It's no secret that the political news cycle this election has been dominated by women's issues: from the right's War on Women to the re-ignition of the Mommy Wars to the right's declaration that there's really a war on conservative women, women's votes are turning into as much of a political battleground as their bodies often have been.


So you'd think it would be a good time to be a woman pundit-writer. You'd be wrong.

Evidence compiled by the OpEd project shows that women opinion writers are only sort of the go-to source for print editors when they're writing about family (they comprise 60 percent of the bylines), gender (55 percent of the bylines) or style (50 percent of the time). The rest of the time, men's bylines far outpace those of women. Women fare slightly better in online-only outlets (33 percent of bylines compared to 20 percent) but find themselves even more likely to comprise the majority of bylines about gender, style, food and family than in traditional media outlets.

But when issues of gender and family intersect with politics, a study by The 4th Estate shows that most mainstream reporters, bookers and hosts turn to the standard political interlocutors: men.

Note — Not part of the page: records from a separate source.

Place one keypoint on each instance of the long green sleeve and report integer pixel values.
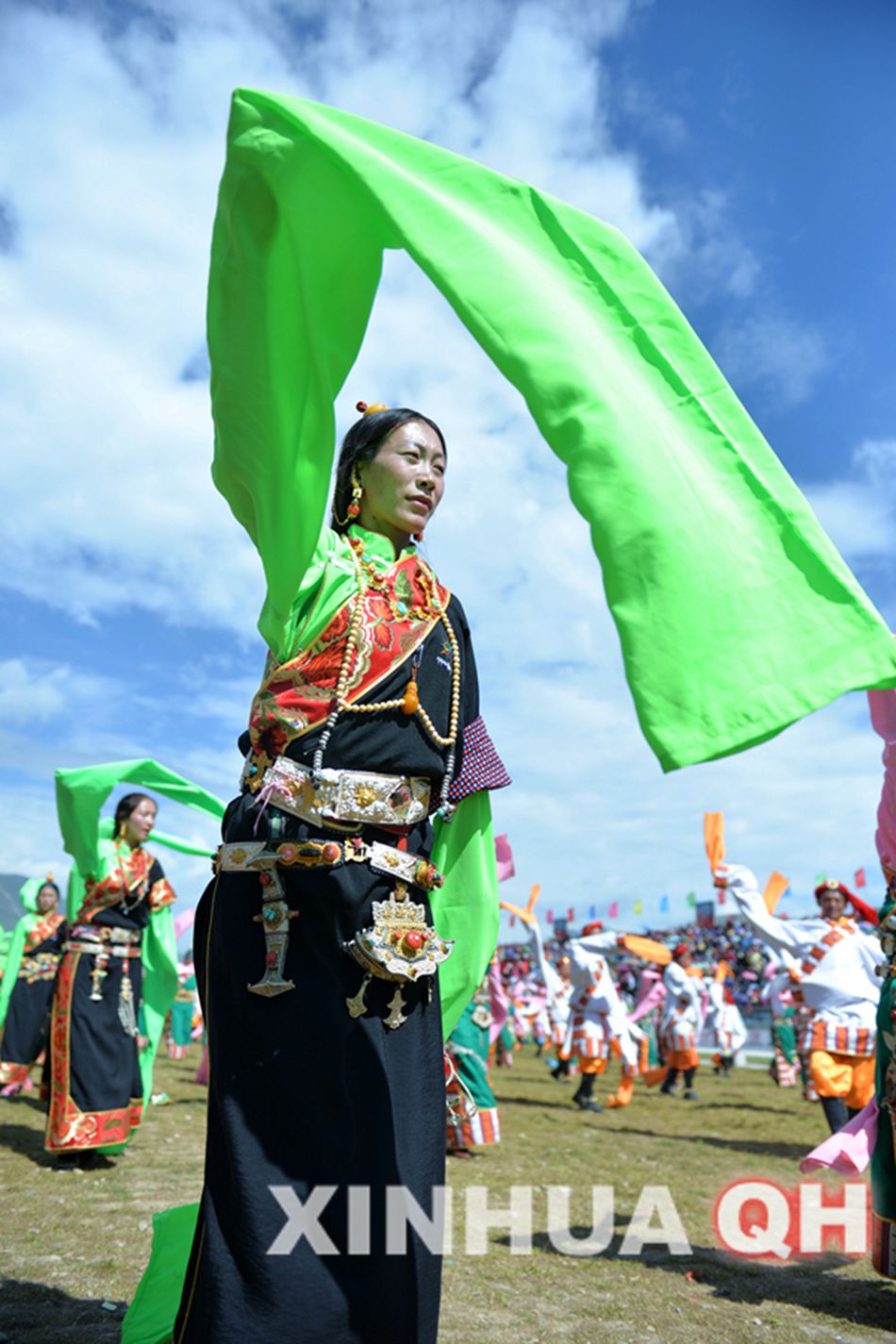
(697, 525)
(466, 907)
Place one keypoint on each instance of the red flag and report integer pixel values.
(504, 857)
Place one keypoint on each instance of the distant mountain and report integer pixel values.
(9, 907)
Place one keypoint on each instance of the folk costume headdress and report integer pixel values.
(30, 920)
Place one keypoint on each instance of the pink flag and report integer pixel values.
(504, 857)
(184, 921)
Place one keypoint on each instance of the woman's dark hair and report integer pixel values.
(126, 805)
(361, 445)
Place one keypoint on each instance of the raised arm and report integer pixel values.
(776, 933)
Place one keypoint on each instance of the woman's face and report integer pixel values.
(47, 900)
(403, 484)
(832, 904)
(140, 822)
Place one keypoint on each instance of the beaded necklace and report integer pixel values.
(408, 702)
(126, 904)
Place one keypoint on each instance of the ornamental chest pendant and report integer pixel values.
(401, 946)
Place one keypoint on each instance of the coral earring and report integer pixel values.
(411, 702)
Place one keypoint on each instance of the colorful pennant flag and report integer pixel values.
(504, 857)
(714, 838)
(775, 888)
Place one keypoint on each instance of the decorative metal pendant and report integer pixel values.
(399, 946)
(274, 920)
(98, 974)
(395, 1017)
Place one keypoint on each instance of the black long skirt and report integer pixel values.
(95, 1091)
(306, 1097)
(25, 1033)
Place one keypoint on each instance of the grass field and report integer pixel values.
(72, 1242)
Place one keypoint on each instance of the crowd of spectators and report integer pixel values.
(732, 941)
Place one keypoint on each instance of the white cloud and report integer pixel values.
(779, 355)
(858, 511)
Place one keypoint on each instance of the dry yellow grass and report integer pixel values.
(72, 1242)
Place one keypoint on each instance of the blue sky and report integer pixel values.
(744, 147)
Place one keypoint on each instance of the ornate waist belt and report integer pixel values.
(344, 799)
(40, 965)
(94, 938)
(257, 856)
(399, 945)
(101, 942)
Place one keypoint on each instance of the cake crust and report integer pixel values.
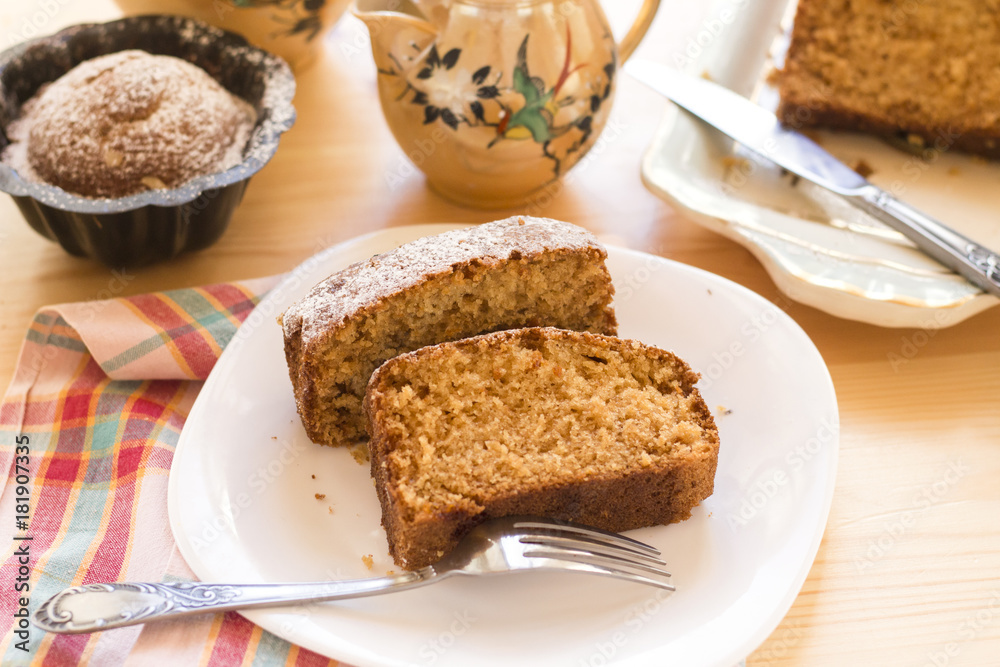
(435, 289)
(927, 75)
(616, 499)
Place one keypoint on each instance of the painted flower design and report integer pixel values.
(529, 109)
(449, 92)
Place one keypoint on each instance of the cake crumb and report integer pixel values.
(360, 453)
(862, 168)
(153, 183)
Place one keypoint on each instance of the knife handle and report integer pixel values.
(978, 264)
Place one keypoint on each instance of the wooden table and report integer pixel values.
(909, 570)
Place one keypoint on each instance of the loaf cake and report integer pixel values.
(127, 122)
(926, 73)
(511, 273)
(538, 421)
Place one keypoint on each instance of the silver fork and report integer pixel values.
(511, 544)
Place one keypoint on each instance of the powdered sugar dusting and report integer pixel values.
(127, 122)
(364, 284)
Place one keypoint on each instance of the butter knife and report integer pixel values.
(762, 133)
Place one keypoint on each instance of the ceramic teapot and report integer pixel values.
(496, 99)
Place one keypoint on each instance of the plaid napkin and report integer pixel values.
(87, 433)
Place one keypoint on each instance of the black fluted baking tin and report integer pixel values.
(156, 225)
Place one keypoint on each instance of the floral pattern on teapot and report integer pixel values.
(527, 109)
(494, 100)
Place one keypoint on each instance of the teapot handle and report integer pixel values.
(638, 30)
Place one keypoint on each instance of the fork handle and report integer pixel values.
(96, 607)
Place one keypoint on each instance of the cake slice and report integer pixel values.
(927, 73)
(539, 421)
(511, 273)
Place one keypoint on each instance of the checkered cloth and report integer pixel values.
(97, 403)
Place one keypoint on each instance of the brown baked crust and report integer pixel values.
(371, 294)
(617, 501)
(926, 73)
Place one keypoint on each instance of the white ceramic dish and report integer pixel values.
(243, 504)
(827, 257)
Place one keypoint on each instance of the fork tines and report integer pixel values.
(597, 551)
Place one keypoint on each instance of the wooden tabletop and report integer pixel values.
(908, 572)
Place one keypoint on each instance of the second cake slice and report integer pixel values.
(570, 425)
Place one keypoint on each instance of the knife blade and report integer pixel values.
(760, 131)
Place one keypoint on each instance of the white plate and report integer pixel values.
(839, 261)
(243, 506)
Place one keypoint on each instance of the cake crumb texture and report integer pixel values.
(571, 425)
(507, 274)
(925, 70)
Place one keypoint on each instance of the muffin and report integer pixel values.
(154, 223)
(128, 122)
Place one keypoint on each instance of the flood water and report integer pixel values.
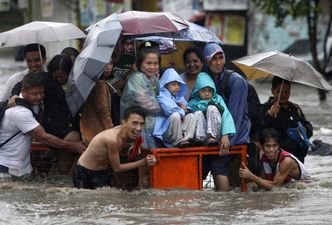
(53, 201)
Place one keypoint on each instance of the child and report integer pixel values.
(213, 118)
(280, 167)
(177, 126)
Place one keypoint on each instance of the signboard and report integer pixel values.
(229, 28)
(216, 5)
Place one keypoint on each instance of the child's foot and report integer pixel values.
(211, 142)
(183, 144)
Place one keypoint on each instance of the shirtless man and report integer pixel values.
(279, 166)
(104, 150)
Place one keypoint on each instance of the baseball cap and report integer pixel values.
(210, 50)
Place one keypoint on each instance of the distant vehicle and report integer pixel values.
(301, 49)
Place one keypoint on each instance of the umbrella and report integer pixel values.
(262, 65)
(139, 22)
(38, 32)
(90, 63)
(194, 32)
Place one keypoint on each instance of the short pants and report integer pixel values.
(90, 179)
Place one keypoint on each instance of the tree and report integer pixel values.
(310, 9)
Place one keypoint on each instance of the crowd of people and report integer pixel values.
(132, 105)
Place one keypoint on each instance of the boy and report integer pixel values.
(177, 126)
(214, 121)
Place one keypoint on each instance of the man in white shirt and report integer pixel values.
(15, 154)
(32, 54)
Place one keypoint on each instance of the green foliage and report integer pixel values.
(280, 9)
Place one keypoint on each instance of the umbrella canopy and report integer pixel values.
(262, 65)
(194, 32)
(39, 32)
(139, 22)
(90, 63)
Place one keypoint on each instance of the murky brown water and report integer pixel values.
(53, 201)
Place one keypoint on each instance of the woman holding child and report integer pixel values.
(142, 88)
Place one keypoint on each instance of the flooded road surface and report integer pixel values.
(53, 201)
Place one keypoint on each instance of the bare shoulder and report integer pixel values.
(288, 163)
(109, 137)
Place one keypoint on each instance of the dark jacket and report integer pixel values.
(287, 118)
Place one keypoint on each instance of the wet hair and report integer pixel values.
(70, 51)
(277, 80)
(32, 80)
(133, 110)
(145, 49)
(195, 50)
(268, 133)
(35, 48)
(60, 62)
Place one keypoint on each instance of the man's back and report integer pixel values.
(96, 156)
(15, 153)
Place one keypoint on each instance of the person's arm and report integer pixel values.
(238, 107)
(48, 139)
(117, 166)
(278, 180)
(16, 90)
(102, 103)
(307, 125)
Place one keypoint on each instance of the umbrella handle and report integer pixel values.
(282, 84)
(111, 86)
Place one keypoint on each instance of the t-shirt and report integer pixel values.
(15, 154)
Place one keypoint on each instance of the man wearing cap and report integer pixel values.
(35, 57)
(236, 102)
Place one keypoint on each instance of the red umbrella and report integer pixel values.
(139, 22)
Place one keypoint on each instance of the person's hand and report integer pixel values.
(274, 110)
(11, 101)
(224, 145)
(244, 172)
(183, 106)
(79, 147)
(118, 92)
(150, 160)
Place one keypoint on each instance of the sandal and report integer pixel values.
(211, 142)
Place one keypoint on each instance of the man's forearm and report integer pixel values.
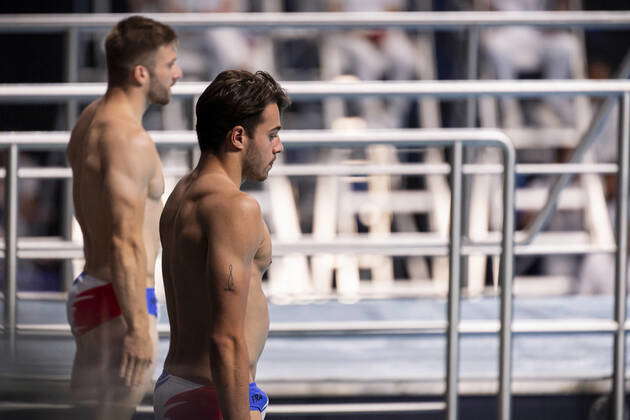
(129, 281)
(230, 373)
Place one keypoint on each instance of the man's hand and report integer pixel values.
(137, 357)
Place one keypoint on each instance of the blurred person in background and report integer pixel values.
(117, 189)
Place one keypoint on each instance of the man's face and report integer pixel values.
(164, 74)
(264, 145)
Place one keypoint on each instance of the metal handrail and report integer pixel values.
(452, 89)
(453, 21)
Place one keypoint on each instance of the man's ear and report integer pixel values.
(238, 137)
(140, 75)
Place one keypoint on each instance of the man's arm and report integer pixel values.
(234, 235)
(127, 172)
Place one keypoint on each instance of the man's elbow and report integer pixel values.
(224, 344)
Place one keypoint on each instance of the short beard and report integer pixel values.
(251, 161)
(158, 94)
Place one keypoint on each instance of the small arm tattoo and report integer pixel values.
(229, 286)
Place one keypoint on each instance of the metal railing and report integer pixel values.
(404, 137)
(455, 138)
(472, 21)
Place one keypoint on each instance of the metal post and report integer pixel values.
(452, 358)
(469, 153)
(72, 75)
(619, 364)
(10, 247)
(72, 72)
(507, 273)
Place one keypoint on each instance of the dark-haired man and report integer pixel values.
(216, 248)
(117, 186)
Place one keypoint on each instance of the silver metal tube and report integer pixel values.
(353, 169)
(417, 246)
(469, 153)
(452, 343)
(417, 20)
(398, 327)
(619, 364)
(595, 128)
(72, 110)
(10, 251)
(506, 273)
(452, 89)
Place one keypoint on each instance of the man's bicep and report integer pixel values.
(125, 197)
(232, 244)
(228, 273)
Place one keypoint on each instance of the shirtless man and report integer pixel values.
(216, 248)
(117, 185)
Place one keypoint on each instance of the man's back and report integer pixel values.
(103, 142)
(193, 221)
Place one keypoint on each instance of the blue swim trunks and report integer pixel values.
(177, 398)
(258, 400)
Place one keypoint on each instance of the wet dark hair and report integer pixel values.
(235, 97)
(134, 41)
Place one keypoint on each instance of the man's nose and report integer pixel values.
(178, 73)
(279, 146)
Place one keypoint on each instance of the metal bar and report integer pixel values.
(357, 408)
(367, 169)
(418, 20)
(595, 128)
(72, 109)
(469, 154)
(506, 276)
(399, 327)
(621, 269)
(360, 246)
(10, 245)
(452, 353)
(452, 89)
(293, 138)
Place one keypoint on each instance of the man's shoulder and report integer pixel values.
(230, 202)
(123, 133)
(230, 208)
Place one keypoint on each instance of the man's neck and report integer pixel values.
(132, 100)
(225, 163)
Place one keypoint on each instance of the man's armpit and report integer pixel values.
(229, 283)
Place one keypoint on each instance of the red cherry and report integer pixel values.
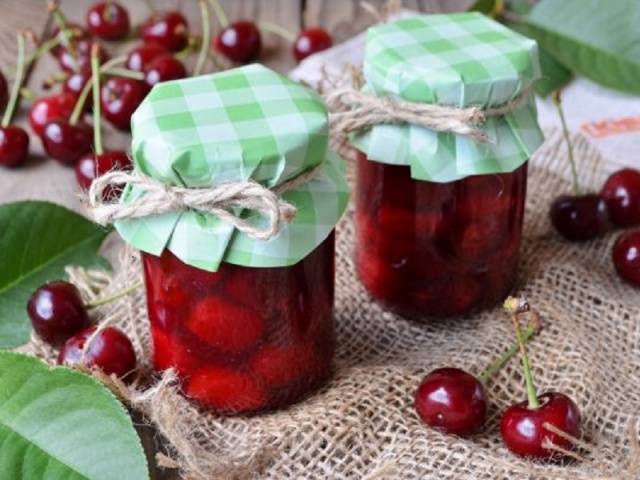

Have a look at their chart, which looks at who gets quoted in newspapers and who appears on TV or gets booked on the radio when the topics are abortion, birth control, Planned Parenthood and women's rights:

Men are already the go-to talking heads in the mainstream media when the conversation is about the economy, national politics, the media, national security, science, law, technology, education, religion and even social issues -- regardless of whether the platform is old media or new. But the minute more than a handful of dedicated women are paying attention to abortion, birth control, the fight to retain access to either or even our right to vote, the mainstream media calls in the male cavalry to explain our bodies and rights to us.

No wonder women "don't read" about politics.